名将・野村克也監督「最後のボヤキ」イチロー、大谷翔平へ魂の遺言 (2/2ページ)
また、エンゼルス・大谷翔平に対しては、二刀流成功の要因に言及。天賦の才能以上に、“謙虚さ”を高く評価した。気になることを必ずメモするという大谷の習慣に触れ、《「自分なんて、まだまだ実力不足。もっと学ばなければいけない」心の中でそう感じているからこそのメモであり、向上心の表れでもある》と語り、「もっともっと高みを目指してほしい」と大きな期待を寄せていた。
そして、今や日米球界におけるレジェンドとなったイチロー。《私は、イチローのことが以前から嫌いだった》と、赤裸々に本音を告白したノムさんだが、同時に、2軍でくすぶっていたイチローにトレードを打診するほど、才能に惚れ込んだ存在でもあった。《イチローは、引退会見で「頭を使わない野球」や「日本のプロアマ問題」に対して危機感を訴えた。それは私も同意するところ》 願わくば、グラウンドで天才と知将の指導者としての邂逅を見たかった。

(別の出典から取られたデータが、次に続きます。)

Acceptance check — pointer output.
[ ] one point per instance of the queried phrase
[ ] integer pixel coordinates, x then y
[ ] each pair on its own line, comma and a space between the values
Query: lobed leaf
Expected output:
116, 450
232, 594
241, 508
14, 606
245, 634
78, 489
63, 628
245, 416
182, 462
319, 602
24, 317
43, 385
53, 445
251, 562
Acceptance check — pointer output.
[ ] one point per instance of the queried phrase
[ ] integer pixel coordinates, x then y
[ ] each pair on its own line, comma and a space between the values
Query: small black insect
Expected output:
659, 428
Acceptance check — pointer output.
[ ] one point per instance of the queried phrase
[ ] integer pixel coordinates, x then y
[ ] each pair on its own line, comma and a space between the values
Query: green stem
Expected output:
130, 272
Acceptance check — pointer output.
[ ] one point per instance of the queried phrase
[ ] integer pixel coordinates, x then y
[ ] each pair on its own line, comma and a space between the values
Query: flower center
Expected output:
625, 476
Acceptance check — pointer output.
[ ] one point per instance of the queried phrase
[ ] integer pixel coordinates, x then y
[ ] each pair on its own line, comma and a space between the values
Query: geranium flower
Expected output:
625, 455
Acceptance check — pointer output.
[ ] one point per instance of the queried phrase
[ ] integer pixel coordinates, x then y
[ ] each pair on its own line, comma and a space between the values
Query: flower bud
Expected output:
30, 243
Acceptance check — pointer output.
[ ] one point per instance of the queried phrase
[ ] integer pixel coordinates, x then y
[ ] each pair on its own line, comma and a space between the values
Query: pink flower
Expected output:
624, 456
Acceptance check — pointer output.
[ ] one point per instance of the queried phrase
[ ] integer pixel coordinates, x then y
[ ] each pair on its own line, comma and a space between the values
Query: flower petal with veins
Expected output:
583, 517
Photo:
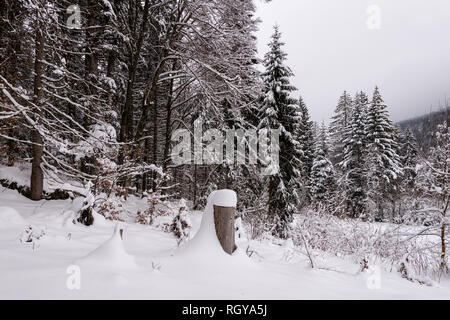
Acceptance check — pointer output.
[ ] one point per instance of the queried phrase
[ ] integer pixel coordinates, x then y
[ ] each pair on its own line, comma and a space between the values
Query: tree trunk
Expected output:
37, 175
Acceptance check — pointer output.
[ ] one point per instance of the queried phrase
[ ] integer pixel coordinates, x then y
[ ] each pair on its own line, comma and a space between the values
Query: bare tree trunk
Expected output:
37, 175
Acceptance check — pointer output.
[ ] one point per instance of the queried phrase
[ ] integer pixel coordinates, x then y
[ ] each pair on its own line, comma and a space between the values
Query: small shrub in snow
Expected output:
157, 208
32, 234
112, 209
181, 225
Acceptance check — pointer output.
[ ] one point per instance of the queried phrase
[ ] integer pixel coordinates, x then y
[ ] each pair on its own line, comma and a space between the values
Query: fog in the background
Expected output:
331, 49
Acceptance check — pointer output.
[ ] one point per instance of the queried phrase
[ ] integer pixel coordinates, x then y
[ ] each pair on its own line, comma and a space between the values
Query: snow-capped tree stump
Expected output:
224, 222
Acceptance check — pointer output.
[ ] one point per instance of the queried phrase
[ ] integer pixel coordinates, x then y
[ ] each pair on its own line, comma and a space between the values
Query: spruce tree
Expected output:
339, 123
280, 111
384, 166
322, 175
305, 134
352, 165
408, 155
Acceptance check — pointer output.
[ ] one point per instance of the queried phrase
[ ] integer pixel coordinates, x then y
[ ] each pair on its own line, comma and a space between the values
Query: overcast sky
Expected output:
330, 49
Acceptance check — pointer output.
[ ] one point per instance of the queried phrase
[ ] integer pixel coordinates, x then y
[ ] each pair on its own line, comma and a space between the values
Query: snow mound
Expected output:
111, 254
9, 217
205, 248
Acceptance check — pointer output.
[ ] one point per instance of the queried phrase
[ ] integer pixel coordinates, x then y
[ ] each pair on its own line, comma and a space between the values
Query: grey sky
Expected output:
331, 49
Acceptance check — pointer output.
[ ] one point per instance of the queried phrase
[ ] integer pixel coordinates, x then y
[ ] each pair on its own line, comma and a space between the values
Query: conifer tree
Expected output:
280, 111
322, 175
305, 134
408, 155
339, 123
353, 179
384, 166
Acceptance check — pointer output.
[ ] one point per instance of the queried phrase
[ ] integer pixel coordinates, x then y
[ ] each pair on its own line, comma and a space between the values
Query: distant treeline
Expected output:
425, 127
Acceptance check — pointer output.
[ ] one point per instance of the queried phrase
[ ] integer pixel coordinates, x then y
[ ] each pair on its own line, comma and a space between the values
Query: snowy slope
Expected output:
153, 267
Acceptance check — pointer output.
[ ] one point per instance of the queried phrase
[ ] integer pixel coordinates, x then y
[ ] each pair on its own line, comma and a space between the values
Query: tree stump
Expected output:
224, 222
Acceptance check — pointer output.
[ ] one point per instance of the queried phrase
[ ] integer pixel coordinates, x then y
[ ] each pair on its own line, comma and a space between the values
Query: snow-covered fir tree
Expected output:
354, 175
305, 134
339, 123
383, 162
408, 156
322, 173
280, 111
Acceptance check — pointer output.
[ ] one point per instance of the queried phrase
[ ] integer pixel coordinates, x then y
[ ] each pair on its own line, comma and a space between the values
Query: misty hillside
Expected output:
425, 126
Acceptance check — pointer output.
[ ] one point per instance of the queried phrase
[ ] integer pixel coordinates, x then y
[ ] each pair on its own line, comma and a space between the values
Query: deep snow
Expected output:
147, 264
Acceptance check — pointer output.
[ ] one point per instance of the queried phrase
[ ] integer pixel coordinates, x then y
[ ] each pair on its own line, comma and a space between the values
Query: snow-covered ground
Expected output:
147, 264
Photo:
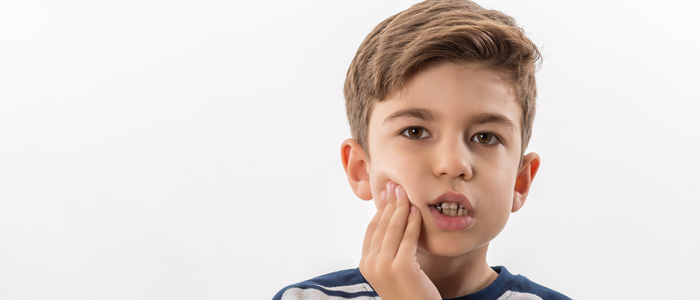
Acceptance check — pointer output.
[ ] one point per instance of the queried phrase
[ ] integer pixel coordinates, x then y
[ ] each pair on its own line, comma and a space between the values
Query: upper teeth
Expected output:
451, 209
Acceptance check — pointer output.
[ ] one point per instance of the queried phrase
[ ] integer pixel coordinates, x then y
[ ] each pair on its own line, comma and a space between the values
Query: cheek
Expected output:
404, 170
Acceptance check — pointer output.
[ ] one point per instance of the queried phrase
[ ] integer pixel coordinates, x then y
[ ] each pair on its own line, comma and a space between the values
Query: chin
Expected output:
447, 246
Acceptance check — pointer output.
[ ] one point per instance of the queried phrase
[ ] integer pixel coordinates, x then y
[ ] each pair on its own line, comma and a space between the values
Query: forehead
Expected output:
453, 92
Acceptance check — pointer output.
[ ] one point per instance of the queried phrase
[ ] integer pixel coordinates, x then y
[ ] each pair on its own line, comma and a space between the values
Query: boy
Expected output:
440, 100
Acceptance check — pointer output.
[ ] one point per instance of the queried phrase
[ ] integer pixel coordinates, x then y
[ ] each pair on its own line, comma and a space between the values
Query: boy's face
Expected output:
452, 129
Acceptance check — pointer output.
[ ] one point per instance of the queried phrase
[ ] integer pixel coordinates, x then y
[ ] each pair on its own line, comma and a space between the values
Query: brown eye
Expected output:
415, 133
486, 138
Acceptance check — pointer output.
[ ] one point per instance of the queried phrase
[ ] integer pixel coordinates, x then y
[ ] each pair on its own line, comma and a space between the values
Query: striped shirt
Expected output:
349, 284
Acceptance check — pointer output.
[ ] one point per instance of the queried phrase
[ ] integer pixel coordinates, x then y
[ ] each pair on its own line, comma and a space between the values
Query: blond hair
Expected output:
437, 31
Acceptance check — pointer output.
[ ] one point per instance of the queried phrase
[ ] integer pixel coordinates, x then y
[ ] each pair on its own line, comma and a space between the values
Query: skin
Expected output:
451, 128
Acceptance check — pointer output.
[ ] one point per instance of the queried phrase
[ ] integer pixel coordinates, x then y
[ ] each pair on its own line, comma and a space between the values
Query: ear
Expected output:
528, 169
355, 164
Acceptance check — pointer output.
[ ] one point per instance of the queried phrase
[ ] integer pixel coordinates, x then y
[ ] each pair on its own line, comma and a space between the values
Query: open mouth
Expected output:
452, 209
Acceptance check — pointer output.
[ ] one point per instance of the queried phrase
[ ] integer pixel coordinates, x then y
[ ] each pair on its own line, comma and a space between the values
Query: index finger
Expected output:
373, 225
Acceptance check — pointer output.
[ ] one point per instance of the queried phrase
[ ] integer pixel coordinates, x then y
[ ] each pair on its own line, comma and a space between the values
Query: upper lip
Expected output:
455, 197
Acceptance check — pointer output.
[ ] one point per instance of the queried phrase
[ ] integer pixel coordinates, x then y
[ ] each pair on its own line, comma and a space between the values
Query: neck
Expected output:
458, 276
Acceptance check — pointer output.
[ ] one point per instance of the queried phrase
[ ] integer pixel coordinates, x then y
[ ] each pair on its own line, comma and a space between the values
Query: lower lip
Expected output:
450, 223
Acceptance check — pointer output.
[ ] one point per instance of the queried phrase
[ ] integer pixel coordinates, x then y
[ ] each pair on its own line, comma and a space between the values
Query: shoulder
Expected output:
523, 288
345, 284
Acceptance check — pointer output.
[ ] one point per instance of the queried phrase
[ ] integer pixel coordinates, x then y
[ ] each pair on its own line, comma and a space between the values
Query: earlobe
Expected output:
355, 165
523, 181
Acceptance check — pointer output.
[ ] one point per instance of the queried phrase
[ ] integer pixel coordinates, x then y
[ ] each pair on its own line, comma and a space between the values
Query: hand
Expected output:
389, 261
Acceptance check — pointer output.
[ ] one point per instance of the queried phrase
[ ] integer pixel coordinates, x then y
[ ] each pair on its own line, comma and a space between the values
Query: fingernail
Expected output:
390, 187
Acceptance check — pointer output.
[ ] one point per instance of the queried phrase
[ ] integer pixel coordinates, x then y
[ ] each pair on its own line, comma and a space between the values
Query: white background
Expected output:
190, 149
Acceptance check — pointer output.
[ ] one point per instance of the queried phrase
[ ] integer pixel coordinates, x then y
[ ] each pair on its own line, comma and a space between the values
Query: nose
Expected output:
452, 159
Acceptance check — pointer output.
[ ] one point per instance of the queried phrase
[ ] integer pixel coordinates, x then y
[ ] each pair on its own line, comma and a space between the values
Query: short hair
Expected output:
432, 32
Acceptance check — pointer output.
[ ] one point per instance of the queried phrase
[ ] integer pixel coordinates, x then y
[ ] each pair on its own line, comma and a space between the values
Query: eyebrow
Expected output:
495, 118
420, 113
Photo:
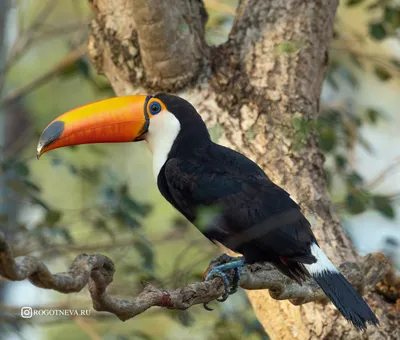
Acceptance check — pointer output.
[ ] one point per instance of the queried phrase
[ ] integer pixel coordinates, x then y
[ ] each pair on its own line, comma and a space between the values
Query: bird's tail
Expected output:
342, 294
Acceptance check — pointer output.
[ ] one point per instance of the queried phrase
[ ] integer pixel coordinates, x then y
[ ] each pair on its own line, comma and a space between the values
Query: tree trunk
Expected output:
249, 91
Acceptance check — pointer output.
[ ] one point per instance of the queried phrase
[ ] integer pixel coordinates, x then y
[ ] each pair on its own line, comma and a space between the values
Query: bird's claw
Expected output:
219, 271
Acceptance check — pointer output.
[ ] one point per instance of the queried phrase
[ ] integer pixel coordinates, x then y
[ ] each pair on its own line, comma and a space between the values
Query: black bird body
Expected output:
244, 209
252, 216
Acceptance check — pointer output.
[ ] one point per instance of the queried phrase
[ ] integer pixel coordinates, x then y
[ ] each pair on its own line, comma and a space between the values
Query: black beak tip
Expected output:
50, 135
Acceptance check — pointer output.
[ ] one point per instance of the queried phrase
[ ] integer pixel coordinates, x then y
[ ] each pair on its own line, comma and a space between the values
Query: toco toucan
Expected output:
255, 217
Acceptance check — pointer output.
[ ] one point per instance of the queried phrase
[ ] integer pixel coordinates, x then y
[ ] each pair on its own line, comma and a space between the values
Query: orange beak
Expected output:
115, 120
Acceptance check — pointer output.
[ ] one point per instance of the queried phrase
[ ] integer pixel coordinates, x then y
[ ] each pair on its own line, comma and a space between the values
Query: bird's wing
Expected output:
256, 212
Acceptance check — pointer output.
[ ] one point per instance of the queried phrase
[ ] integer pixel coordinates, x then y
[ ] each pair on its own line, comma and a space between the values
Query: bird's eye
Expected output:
155, 108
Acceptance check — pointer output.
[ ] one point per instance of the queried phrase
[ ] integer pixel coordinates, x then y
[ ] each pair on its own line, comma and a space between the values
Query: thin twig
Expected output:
97, 272
67, 61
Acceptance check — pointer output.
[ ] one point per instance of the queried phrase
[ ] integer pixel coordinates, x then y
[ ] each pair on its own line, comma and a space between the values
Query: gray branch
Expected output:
97, 271
162, 43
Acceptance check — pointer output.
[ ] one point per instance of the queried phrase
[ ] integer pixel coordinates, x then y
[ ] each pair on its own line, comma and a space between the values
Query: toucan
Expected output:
250, 214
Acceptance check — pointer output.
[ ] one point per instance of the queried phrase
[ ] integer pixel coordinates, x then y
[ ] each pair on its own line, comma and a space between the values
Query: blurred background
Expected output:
103, 198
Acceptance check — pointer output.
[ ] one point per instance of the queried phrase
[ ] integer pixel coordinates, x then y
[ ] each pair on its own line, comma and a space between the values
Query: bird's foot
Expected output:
219, 267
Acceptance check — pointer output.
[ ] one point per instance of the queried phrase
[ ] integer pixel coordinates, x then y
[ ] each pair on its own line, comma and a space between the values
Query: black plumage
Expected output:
248, 213
253, 216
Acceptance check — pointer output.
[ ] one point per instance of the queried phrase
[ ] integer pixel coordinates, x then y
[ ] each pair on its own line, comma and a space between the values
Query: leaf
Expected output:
383, 205
348, 76
340, 161
31, 186
101, 225
354, 2
40, 202
52, 217
377, 31
17, 186
66, 235
372, 115
354, 179
382, 73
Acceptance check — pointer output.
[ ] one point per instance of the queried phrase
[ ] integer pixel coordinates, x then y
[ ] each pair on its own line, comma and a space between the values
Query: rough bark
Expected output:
249, 91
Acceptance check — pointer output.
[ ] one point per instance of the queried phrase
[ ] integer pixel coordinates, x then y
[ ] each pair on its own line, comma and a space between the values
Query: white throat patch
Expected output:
163, 130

一方で、巨人・原辰徳監督に対する評価は実に厳しい。「選手起用や采配などに創意工夫を感じられない」と指摘し、こう続ける。《逆に言えば、充実した戦力がそろっていれば、そんなものがなくても勝つことができる。つまり、フロントの勝利とも言えるのだ》
しかし、この言葉の先に、ノムさんは、自分自身にも非難の言葉を向ける。《力に物を言わせる野球に、頭を使う野球で立ち向かおうとする指導者も見当たらない(中略)。これは私も含め、球界に関わってきた者たちが後継者を育てられなかったということ。その責任は大きい》
知将の味わい深い言葉を堪能してほしい。